Water and Sanitation
Water is one of the most crucial needs in an emergency situation. This month I want to get an easy, basic supply of water put together to get me through a few days. In the next few months I’ll be upgrading to a more substantial supply in a more permanent storage container, but for now I’m buying a Deluxe Sanitation & Water Kit. I was originally just going to buy the bag and box, but for less than a dollar more, I get the extra sanitation items included by buying a full kit.
This kit includes a metalized bag I can fill with water myself and store in a box to protect the bag from punctures, as well as the necessary items to take care of sanitation needs if sewage service is interrupted in my area in a disaster. This kit is less than $8 dollars—well within my budget—and won’t take up a lot of space in my house.
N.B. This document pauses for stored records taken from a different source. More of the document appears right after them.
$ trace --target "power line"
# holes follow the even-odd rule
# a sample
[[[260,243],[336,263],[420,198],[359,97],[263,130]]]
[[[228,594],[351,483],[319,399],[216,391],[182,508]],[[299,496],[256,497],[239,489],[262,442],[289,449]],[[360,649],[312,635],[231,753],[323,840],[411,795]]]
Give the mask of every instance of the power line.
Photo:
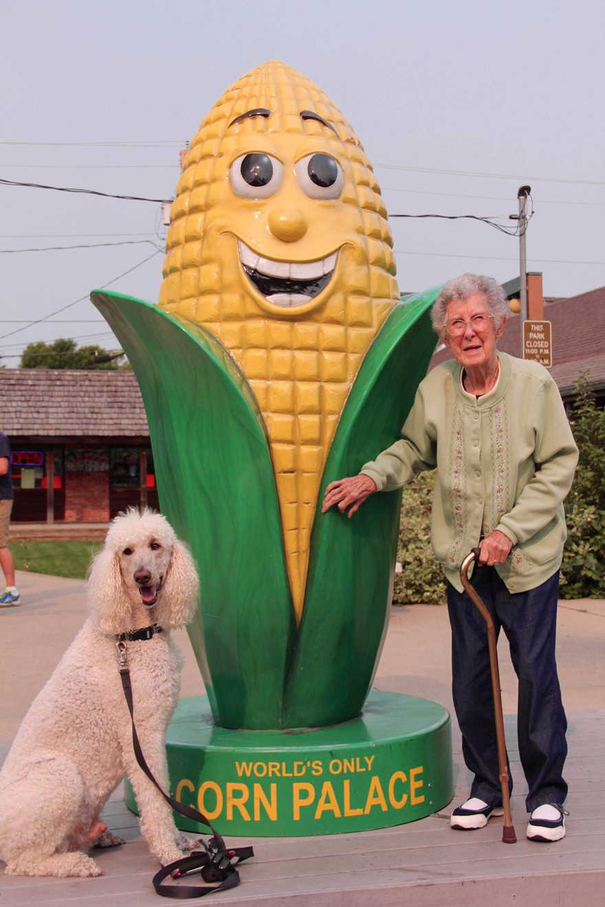
[[[93,344],[93,346],[98,346],[98,344]],[[111,350],[107,350],[107,352],[111,352]],[[71,352],[64,352],[64,353],[63,352],[57,352],[57,353],[36,353],[36,352],[32,352],[32,353],[27,353],[25,355],[26,356],[34,356],[36,358],[38,358],[39,356],[82,356],[83,353],[88,353],[90,356],[94,356],[96,355],[96,350],[93,350],[93,349],[87,349],[87,350],[74,349],[74,350],[73,350]],[[3,359],[22,359],[23,356],[24,356],[24,354],[23,353],[10,353],[8,356],[5,356],[5,354],[2,353],[2,354],[0,354],[0,356],[2,356]],[[122,356],[125,356],[125,354],[122,353]],[[119,358],[119,356],[117,356],[116,358]]]
[[[65,337],[65,336],[54,337],[52,340],[44,340],[43,338],[41,338],[39,340],[30,340],[28,343],[26,343],[24,345],[24,347],[23,342],[21,342],[21,343],[9,343],[9,344],[6,344],[6,346],[4,346],[2,350],[0,350],[0,356],[5,356],[6,355],[6,353],[5,353],[6,350],[15,349],[17,346],[23,347],[22,350],[21,350],[21,352],[24,352],[24,349],[27,346],[31,346],[32,345],[38,344],[38,343],[44,343],[45,345],[50,345],[50,344],[56,343],[57,340],[101,340],[103,337],[112,337],[112,336],[113,336],[113,332],[111,331],[111,330],[105,330],[105,331],[97,331],[95,334],[79,334],[79,335],[72,336],[72,337]]]
[[[175,170],[174,164],[0,164],[18,170]]]
[[[66,249],[106,249],[108,246],[141,246],[144,244],[149,244],[153,246],[154,249],[158,249],[156,244],[152,239],[122,239],[120,242],[89,242],[89,243],[79,243],[76,246],[43,246],[37,249],[0,249],[0,255],[5,255],[8,252],[57,252]],[[163,249],[159,249],[158,251],[163,252]]]
[[[487,258],[490,261],[519,261],[519,258],[509,258],[503,255],[454,255],[452,252],[416,252],[404,249],[394,249],[396,255],[431,255],[438,258]],[[605,265],[605,261],[571,261],[567,258],[537,258],[532,256],[532,261],[544,262],[550,265]]]
[[[133,265],[132,268],[129,268],[127,271],[122,271],[122,274],[118,274],[117,278],[113,278],[113,279],[110,280],[108,283],[102,284],[101,287],[99,287],[99,289],[105,289],[105,288],[111,287],[112,284],[115,283],[117,280],[120,280],[122,278],[125,278],[127,274],[131,274],[132,271],[136,270],[137,268],[141,268],[141,265],[144,265],[146,261],[150,261],[151,258],[155,258],[156,255],[160,255],[159,249],[157,249],[155,252],[151,252],[151,255],[148,255],[146,258],[143,258],[142,261],[140,261],[137,265]],[[65,309],[71,308],[72,306],[76,306],[79,302],[83,302],[85,299],[88,299],[88,297],[89,294],[86,294],[86,296],[81,296],[79,299],[75,299],[73,302],[70,302],[66,306],[63,306],[61,308],[57,308],[54,312],[49,312],[48,315],[45,315],[44,317],[44,318],[36,318],[35,321],[30,321],[29,324],[24,325],[23,327],[17,327],[14,331],[9,331],[8,334],[3,334],[0,336],[0,340],[4,340],[5,337],[12,336],[14,334],[18,334],[20,331],[24,331],[28,327],[32,327],[34,325],[39,325],[43,321],[46,321],[48,318],[52,318],[54,315],[58,315],[59,312],[64,312]]]
[[[438,195],[448,199],[481,199],[483,201],[507,201],[500,195],[463,195],[459,192],[429,192],[424,189],[395,189],[393,186],[382,186],[383,192],[410,192],[414,195]],[[540,199],[539,205],[596,205],[600,208],[605,207],[605,201],[558,201],[554,199]]]
[[[139,233],[0,233],[0,239],[70,239],[73,237],[90,239],[116,236],[155,236],[149,231]]]
[[[503,227],[502,224],[494,222],[493,217],[481,218],[476,214],[389,214],[388,219],[390,220],[392,218],[418,218],[420,219],[436,218],[440,220],[479,220],[481,223],[487,224],[489,227],[493,227],[495,229],[500,230],[501,233],[506,233],[507,236],[519,235],[519,225],[512,228]]]
[[[4,186],[26,186],[29,189],[52,189],[55,192],[74,192],[83,195],[100,195],[103,199],[122,199],[126,201],[154,201],[156,204],[163,205],[171,199],[144,199],[140,195],[114,195],[112,192],[99,192],[94,189],[70,189],[65,186],[46,186],[41,182],[19,182],[16,180],[0,179],[0,184]]]
[[[102,318],[57,318],[56,321],[47,321],[48,325],[104,325]],[[29,325],[29,318],[0,318],[2,325]]]
[[[560,177],[528,176],[520,177],[511,173],[479,173],[475,171],[447,171],[430,167],[405,167],[403,164],[375,164],[383,170],[410,171],[414,173],[442,173],[445,176],[478,176],[490,180],[531,180],[532,182],[566,182],[581,186],[605,186],[605,180],[564,180]]]

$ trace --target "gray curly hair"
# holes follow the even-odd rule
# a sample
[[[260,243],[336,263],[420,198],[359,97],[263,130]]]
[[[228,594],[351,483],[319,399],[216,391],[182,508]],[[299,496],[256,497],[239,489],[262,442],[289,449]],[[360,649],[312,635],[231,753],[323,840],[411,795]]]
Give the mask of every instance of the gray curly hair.
[[[461,274],[459,278],[448,280],[442,288],[431,309],[433,327],[439,336],[445,331],[447,307],[454,299],[463,302],[473,293],[482,293],[487,300],[487,309],[493,317],[496,330],[509,314],[508,299],[503,288],[493,278],[484,274]]]

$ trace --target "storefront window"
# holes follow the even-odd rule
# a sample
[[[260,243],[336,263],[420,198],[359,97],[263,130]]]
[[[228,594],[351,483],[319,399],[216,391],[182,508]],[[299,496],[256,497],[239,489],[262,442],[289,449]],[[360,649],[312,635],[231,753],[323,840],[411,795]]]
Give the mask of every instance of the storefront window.
[[[15,449],[11,453],[11,478],[15,489],[46,488],[48,454],[54,454],[54,488],[63,487],[63,447]]]
[[[110,486],[139,488],[140,455],[137,447],[112,447],[110,451]]]

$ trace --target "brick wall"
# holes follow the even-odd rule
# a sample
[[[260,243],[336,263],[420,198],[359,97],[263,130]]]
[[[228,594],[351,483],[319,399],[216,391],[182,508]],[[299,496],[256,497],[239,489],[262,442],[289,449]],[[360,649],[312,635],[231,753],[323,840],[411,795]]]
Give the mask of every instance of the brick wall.
[[[65,522],[109,518],[109,473],[65,473]]]

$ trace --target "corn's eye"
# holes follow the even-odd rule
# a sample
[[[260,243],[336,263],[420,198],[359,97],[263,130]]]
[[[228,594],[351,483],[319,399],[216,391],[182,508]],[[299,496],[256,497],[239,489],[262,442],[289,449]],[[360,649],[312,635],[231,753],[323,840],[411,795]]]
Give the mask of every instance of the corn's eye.
[[[231,164],[231,186],[243,199],[267,199],[279,188],[284,165],[277,158],[254,151]]]
[[[342,192],[345,174],[329,154],[310,154],[297,161],[294,170],[298,185],[310,199],[337,199]]]

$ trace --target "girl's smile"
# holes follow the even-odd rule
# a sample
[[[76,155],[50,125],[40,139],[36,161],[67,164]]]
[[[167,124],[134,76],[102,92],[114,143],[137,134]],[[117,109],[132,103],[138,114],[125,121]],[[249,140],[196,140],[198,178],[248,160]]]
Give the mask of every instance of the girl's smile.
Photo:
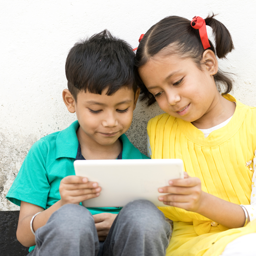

Now that I’ve got my water storage situation under some semblance of control, I want to be sure I’ve got a basic emergency kit that I can grab and take with me if I have to leave home—or that I can use at home in an emergency. There are a lot of options available, but to stick with my budget I’ve decided to buy the 3-Day Lite Emergency Kit. It’s got the basic items I’ll need in a crisis, and because it has extra room in the pack, I can easily add items to it in the future to meet more specific needs. This kit costs just under $33 dollars, so with the two kits, I’ve spent about $41 dollars.
The Family Prepper -- $100-$150 monthly budget
This month my wife and I decided to add some extra water storage to our emergency supplies. We have just enough water now to meet the minimum requirement of a gallon per person per day for two weeks. But we have quite a few dehydrated ingredients and freeze-dried meals in our food storage, so we decided to store extra water for cooking.
Another reason to store extra water is for sanitation needs and bathing. A gallon a day is enough for each person to drink, eat, and lightly bathe (think something along the lines of a sponge bath).
We also have an elderly neighbor we like to check in on every couple of days, and we thought it might be beneficial to store some extra water for her, in case she needs some help from us in an emergency.
With these two factors in mind, I’ve decided to purchase two 55-gallon barrels with my monthly prepping budget. At $75.95 each, that puts me just barely over my $150 budget at about $152. Getting those filled and stored away for future use will give me more peace of mind, knowing that my family’s water, food, and sanitation needs are taken care of—and that I can offer some help to a family friend in a time of need.
That’s what we’re spending our prepping budgets on this month. What about you, readers? Do you have a monthly prepping budget? What are you focusing on right now?